Publication Date : 12-05-2014

 

The lack of any evidence indicating what caused Flight MH370’s disappearance raises a legal conundrum that is expected to force Malaysia Airlines (MAS) into out-of-court settlements with next-of-kin, aviation law experts said.

Since MH370 disappeared more than two months ago, no wreckage has been found to even confirm a crash, let alone apportion blame.

But the relatives of the 239 people on board can still go after MAS because under international aviation law it is an airline’s responsibility to prove it was not to blame for an accident.

“On the surface, (MAS) is responsible,” Jeremy Joseph, a Malaysian lawyer, said.

The “burden of proof” rests on MAS to clear its name, he added.

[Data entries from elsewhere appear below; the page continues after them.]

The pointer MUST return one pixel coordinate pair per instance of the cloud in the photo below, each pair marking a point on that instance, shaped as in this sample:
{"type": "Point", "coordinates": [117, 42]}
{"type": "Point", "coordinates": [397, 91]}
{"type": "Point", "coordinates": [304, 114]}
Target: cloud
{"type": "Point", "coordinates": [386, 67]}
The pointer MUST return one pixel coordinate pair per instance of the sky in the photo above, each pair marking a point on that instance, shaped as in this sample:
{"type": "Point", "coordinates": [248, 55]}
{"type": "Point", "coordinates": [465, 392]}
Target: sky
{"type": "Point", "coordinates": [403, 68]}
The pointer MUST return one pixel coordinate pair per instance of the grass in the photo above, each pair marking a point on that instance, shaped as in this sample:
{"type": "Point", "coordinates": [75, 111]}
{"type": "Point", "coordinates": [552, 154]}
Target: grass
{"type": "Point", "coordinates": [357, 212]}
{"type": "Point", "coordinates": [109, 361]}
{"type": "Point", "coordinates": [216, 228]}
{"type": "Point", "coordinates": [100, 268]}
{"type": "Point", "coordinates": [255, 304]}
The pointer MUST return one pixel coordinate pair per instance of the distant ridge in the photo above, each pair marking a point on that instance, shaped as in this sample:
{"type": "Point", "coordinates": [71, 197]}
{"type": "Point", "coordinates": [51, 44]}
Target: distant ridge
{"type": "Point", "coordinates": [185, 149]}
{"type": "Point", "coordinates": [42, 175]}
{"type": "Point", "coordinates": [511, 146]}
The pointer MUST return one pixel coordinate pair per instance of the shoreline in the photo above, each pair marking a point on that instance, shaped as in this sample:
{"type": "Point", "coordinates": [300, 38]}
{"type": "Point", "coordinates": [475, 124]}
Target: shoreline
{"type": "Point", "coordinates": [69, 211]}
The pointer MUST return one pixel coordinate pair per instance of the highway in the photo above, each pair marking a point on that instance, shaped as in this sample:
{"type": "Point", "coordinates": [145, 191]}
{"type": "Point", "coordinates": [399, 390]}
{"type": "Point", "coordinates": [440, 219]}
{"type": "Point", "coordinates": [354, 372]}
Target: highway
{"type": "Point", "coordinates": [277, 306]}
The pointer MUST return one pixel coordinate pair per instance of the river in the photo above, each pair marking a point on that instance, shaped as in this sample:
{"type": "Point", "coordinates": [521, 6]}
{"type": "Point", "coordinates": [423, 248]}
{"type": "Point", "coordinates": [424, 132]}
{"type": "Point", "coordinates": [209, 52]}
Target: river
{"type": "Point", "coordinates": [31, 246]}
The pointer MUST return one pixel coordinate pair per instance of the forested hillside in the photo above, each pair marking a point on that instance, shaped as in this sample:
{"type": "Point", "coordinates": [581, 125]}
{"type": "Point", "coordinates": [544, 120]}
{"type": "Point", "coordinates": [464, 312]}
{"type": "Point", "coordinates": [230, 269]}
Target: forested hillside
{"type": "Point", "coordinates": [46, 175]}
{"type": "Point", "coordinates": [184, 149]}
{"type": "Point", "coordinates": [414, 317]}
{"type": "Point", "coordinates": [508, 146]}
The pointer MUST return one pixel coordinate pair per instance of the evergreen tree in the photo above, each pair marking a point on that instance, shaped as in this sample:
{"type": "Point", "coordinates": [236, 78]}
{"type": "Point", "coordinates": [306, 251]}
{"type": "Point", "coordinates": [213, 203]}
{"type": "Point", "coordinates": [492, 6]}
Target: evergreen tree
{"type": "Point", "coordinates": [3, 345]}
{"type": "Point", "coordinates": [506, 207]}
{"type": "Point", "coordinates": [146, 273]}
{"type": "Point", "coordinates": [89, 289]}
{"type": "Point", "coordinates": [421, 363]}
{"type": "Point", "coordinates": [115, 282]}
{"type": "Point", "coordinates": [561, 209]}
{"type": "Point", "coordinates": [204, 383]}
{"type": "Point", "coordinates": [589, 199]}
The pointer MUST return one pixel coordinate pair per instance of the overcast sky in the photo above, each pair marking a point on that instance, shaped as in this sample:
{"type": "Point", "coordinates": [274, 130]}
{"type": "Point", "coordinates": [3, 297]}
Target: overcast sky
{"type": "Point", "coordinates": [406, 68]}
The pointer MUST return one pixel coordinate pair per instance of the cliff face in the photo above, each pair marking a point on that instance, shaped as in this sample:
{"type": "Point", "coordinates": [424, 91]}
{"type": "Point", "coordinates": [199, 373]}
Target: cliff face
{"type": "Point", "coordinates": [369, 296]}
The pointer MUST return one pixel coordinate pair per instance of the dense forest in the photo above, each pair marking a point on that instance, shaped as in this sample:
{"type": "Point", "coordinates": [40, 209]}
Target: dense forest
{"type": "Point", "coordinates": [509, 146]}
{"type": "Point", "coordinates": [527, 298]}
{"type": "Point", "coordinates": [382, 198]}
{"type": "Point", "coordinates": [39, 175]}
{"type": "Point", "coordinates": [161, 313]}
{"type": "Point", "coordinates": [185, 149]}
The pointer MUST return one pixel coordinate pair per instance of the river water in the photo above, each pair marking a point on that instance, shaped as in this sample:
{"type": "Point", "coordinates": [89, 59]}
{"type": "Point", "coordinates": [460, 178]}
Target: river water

AFP reports that under Inter­national Civil Aviation Organisation rules, next-of-kin are entitled to an automatic minimum of about US$175,000 (RM560,000) per passenger, regardless of fault, payable by an airline’s insurance company.

The Beijing-bound plane disappeared on March 8 and is believed to have crashed in the Indian Ocean.

No significant legal moves have yet been made as families monitor an immensely difficult search in vast ocean depths.

“When there is no cause identified, it is hard to see how the airline has or has not shown the absence of fault,” said Alan Tan, a professor of aviation law at the National University of Singapore.

The size of any damages would depend on where lawsuits are filed.

Next-of-kin can file in the country where an airline is based, where tickets were purchased, where the passengers were headed or where they lived.

Since most passengers were from China or Malaysia, most cases could be filed in the two countries, where courts are more conservative in awarding damages than in countries like the United States.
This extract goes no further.